Microprocessor Report (MPR) Subscribe

Tenstorrent Scales AI Performance

New Multicore Architecture Leads in Data-Center Power Efficiency

April 13, 2020

By Linley Gwennap


Tenstorrent wants to scale its AI architecture from milliwatts to kilowatts, but it’s beginning with a powerful data-center chip. Hoping to find an efficient middle ground between large monolithic architectures and arrays of tiny cores, the startup is sampling a chip with 120 cores, each capable of executing three trillion operations per second (TOPS). At a peak rate of 368 TOPS, the chip runs on just 65W. When inferencing popular neural networks, Tenstorrent expects its flexible architecture to outperform competing devices that burn as much as 300W. At the recent Linley Spring Processor Conference, it disclosed initial results for the ResNet-50 and Bert models to bear out this claim.

To increase power efficiency, the startup designed its Tensix architecture to take advantage of sparsity, meaning the cores don’t waste power on operations that produce no meaningful results. Although the architecture isn’t neuromorphic, it employs conditional execution to achieve similar savings in software. To further improve efficiency, it features “dense math units” that can perform thousands of operations based on a single instruction. Finally, Tenstorrent optimized the core-to-core interconnect to minimize packet overhead.

The basic architecture unit is the Tensix core, which is built around a large compute engine that produces most of its 3 TOPS from a single dense math unit. The core contains 1MB of SRAM to hold weight values and feed data to the compute engine, as Figure 1 shows. Five simple CPUs handle scalar processing and manage the conditional execution. Each tile connects to adjacent tiles via four bidirectional connections that form a double 2D torus, reducing the number of hops required to move data. A packet engine processes data from the torus, decompressing it on the fly.

 

Figure 1. Tensix core. Each core features five scalar RISC CPUs that can all access the packet engine, which links to the fabric interconnect, and the compute engine, which can generate 3 TOPS.

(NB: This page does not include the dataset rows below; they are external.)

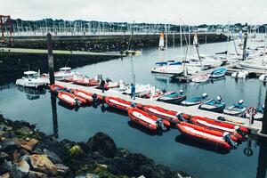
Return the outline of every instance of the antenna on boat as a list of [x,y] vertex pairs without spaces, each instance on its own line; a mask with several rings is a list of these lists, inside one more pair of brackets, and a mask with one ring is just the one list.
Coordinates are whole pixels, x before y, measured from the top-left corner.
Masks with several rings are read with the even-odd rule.
[[65,65],[65,68],[68,66],[69,61],[69,59],[68,59],[68,61],[66,62],[66,65]]

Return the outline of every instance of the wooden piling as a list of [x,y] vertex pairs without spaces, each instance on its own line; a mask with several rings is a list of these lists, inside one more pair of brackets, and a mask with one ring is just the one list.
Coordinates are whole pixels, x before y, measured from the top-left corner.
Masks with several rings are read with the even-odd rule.
[[54,69],[53,69],[52,36],[50,33],[47,34],[47,51],[48,51],[49,81],[51,85],[54,84]]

Founded in late 2016, Tenstorrent has raised a total of $34 million, using it to build a team of more than 50 engineers in Toronto, Canada, as well as Austin, Texas. CEO Ljubisa Bajic is also the lead architect. Early last year, the team produced a five-core test chip to validate the architecture. In December, it received silicon for its first product, code-named Grayskull, which is now sampling. We expect the chip to reach production in 2H20.

Conditioning the Core

Whereas accelerators such as the Alibaba HanGuang 800, Google TPU, and Intel Habana Goya feature a few massive compute arrays, Tenstorrent divided the compute capacity across 120 cores. This approach reduces the size of each compute unit, making it easier to efficiently fill. It also opens the door to conditional computing. Massive arrays are good for large computations, but once started, they must continue to completion. By spreading the task across many cores, each core can test the data and stop computing if the results are no longer useful, even as others continue to work. Conditional computing can save power and even boost throughput in some situations.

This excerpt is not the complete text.